Friday, May 22, 2020
Henry Smith is the Reporter for the Restatement (Fourth) of Property; he is joined by John Goldberg as an Associate Reporter in charge of the property torts. This 30-minute video covers basics of Tentative Draft No. 1, which would have been before the members at the ALI's Annual Meeting this month. John addresses trespass to land and additional trespass provisions the project intends to cover.
Thursday, May 21, 2020
Thursday, May 14, 2020
Wednesday, May 13, 2020
Cathy Sharkey has posted to SSRN The Opioid Litigation: The FDA is MIA. The abstract provides:
Opioid litigation provides a lens through which I explore the role of state and federal courts and the Food and Drug Administration (FDA) in striking the right balance of power. My purpose here is not to resolve the divide among the few courts that have weighed in on the preemption defense in the opioid cases before them; instead, it is to highlight the appropriate inquiry in which the courts should engage. Namely courts should scrutinize the regulatory actions taken by the FDA and evaluate the extent to which state tort law actions fall within or outside of the bounds of the risk analysis already undertaken by the FDA. Such an analysis would put pressure on the FDA to weigh in — either on its own or as invited by the courts — on the balance between its regulatory actions and the need for state tort law causes of action. The courts would then scrutinize input from the agency under “hard look” review. No longer could the FDA remain on the sidelines, as it has to date, amidst a public health crisis that is now playing out in the courts.
Friday, May 8, 2020
Steve Hedley has posted to SSRN Tort: The Long Good-Bye. The abstract provides:
Throughout history, tort – civil liability for wrongdoing – has been a prominent feature of many legal systems. By compelling wrongdoers to compensate their victims, two immediate social needs are satisfied (wrongdoers are penalised, their victims supported), as are other goals (public order is upheld, justice is seen to be done). Yet in modern circumstances tort is less useful.
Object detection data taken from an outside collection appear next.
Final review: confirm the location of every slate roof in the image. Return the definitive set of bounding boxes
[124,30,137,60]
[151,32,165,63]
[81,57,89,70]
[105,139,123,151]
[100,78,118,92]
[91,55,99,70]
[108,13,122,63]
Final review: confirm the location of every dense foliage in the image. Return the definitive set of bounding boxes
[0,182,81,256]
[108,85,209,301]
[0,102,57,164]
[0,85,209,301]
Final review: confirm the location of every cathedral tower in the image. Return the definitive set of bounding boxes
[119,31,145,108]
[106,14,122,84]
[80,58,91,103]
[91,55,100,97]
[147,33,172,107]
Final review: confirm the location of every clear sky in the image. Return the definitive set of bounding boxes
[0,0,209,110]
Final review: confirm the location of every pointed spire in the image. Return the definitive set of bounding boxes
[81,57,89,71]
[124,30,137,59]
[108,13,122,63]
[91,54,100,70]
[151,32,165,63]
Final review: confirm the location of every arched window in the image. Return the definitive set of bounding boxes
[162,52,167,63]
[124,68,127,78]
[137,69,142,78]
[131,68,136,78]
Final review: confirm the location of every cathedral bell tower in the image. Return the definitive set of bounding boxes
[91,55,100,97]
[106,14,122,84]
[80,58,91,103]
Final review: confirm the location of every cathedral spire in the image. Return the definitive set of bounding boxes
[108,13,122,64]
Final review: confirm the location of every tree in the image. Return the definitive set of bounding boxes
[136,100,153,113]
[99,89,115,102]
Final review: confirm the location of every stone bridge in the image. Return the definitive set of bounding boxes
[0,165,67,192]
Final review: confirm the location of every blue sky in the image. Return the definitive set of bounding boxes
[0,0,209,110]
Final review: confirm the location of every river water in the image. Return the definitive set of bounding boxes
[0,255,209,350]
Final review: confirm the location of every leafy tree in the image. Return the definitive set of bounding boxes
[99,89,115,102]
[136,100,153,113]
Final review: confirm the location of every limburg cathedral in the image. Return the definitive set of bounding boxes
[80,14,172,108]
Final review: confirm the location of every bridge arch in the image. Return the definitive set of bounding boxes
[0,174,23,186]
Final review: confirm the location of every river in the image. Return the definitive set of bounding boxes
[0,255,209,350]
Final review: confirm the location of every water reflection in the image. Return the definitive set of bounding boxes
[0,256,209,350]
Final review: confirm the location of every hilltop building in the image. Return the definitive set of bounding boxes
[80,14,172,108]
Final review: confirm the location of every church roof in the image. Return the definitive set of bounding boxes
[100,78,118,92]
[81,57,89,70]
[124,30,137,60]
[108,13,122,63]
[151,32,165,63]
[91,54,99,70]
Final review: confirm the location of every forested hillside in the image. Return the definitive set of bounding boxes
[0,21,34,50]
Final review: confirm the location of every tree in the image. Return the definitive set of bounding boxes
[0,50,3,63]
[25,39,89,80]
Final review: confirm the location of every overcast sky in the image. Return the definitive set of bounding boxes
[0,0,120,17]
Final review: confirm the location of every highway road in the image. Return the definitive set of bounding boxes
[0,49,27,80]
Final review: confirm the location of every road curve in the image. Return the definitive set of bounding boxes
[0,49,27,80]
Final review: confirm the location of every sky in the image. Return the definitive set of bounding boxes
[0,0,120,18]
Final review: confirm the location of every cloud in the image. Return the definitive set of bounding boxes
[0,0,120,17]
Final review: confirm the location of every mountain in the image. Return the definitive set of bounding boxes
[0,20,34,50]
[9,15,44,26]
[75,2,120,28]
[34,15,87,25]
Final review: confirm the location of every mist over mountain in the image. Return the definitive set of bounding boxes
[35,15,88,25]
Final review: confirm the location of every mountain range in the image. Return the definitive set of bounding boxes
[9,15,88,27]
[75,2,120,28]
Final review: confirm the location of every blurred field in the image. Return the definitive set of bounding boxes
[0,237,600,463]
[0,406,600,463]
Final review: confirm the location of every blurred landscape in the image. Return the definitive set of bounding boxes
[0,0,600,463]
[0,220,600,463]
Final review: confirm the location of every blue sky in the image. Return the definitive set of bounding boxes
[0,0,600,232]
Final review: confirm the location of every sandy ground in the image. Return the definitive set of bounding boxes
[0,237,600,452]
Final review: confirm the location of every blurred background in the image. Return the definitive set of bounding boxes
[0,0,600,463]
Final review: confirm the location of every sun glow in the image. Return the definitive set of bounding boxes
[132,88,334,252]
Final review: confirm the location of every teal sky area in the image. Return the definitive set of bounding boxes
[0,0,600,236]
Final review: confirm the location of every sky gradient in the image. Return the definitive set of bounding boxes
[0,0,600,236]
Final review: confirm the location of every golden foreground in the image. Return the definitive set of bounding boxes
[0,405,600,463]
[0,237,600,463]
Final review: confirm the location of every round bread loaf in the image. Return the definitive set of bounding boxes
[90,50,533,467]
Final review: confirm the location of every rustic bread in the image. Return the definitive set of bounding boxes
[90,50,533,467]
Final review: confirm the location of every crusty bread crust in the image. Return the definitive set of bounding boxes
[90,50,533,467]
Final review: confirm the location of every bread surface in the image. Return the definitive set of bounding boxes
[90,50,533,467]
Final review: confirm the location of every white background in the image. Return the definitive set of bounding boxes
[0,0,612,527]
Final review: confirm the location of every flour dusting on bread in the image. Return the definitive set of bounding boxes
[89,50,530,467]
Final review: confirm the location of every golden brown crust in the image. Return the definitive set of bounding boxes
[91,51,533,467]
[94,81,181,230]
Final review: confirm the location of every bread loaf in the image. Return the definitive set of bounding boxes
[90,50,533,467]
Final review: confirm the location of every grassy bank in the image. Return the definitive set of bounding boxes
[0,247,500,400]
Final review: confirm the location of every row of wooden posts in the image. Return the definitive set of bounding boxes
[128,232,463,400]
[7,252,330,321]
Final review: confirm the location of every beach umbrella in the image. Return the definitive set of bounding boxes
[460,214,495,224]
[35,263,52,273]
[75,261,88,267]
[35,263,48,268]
Discouraging harmful behaviour is a fundamentally different project from supporting the sick and penniless. The main advantage of tort liability – that it contributes to a variety of essential policy aims – now makes it look muddled, or even an obstacle to progress. Tort is therefore bent out of shape in separating these aims. Yet we cannot finally say farewell to tort until all of its vital functions are replaced with better provision, which requires both political will and a fair degree of optimism – both currently rare commodities.